The government is finalising plans to list all four public sector general insurance companies on the bourses this fiscal.

“The listing of all state-run general insurers will happen one by one this year,” said Economic Affairs Secretary Shaktikanta Das, adding that the modalities have been finalised by the Department of Financial Services and the insurers.

While Das declined to comment on the exact proposals, sources said that 10 per cent of the government equity in each of the public sector general insurers would be divested.

“The proposals are almost ready. They have to receive Cabinet approval and based on market conditions will be listed one by one,” said a person familiar with the development.

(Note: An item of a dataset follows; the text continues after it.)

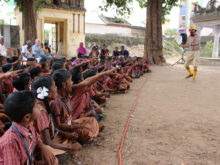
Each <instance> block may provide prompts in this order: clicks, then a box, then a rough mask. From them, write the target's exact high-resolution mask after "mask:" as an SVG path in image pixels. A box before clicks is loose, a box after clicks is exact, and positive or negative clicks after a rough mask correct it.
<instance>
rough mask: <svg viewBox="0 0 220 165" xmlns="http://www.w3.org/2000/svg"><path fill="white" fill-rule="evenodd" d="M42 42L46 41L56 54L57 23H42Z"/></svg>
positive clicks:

The move follows Finance Minister Arun Jaitley’s announcement in the Union Budget 2016-17.

Apart from the Agriculture Insurance Company of India, there are four state-owned general insurers — New India Assurance Company, National Insurance Company, The Oriental Insurance Company and United India Insurance.

Sources indicated that New India Assurance may be the first to hit the street. The revenue raised through the listing would be used for business expansion where required, while the balance would be credited to exchequer.

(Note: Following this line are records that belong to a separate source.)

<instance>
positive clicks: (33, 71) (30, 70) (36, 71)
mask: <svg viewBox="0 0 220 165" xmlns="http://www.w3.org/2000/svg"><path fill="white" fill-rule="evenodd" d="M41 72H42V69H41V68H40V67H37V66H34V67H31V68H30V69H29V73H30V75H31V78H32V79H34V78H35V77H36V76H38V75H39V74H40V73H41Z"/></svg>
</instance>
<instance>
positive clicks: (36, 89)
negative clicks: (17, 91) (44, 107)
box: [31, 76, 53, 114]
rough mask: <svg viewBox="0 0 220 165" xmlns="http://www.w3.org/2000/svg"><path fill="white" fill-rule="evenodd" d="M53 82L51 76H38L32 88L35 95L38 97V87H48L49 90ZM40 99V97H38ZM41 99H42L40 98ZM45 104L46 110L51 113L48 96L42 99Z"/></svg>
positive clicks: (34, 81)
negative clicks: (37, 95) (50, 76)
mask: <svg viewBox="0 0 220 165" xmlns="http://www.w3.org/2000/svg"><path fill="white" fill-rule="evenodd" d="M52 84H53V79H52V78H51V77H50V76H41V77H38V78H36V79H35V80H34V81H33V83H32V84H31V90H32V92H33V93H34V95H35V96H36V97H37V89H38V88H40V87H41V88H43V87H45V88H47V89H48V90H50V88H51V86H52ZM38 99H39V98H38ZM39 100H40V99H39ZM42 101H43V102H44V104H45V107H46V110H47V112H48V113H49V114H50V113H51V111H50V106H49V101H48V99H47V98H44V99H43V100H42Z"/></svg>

Highlighting the progress in implementation of various government reforms, Das also said that the Finance Ministry is talking to various foreign investors for the National investment and Infrastructure Fund.

In an interview to BusinessLine , he said the appointment of the Chief Executive Officer of the NIIF would also be finalised soon. “The shelf of projects has also been kept ready. A small team of personnel has also been put in place…we are in talks with a few more investors and we expect a lot of action,” he said.

Infra fund

The NIIF that has a corpus of ₹40,000 crore will bring in domestic and foreign investments to fund infrastructure projects. While the Centre has invested ₹20,000 crore in the fund, the balance is expected from the private sector.

The government has already signed pacts with investors from Qatar, Abu Dhabi and Russia for the NIIF. Commenting on the recent measures unveiled by the government to further liberalise the country’s foreign direct investment (FDI) regime, Das said the government inflows to exceed to $55 billion last fiscal.

Stressing that the intention was to simplify government processes, he said the objective would be to fast track all applications in the Foreign Investment Promotion Board (FIPB).

“The twice monthly meetings of FIPB will continue even if we have just five applications. Proposals will be cleared as quickly as possible and the whole FIPB system is online. We don’t want any investor to visit North Block,” he said.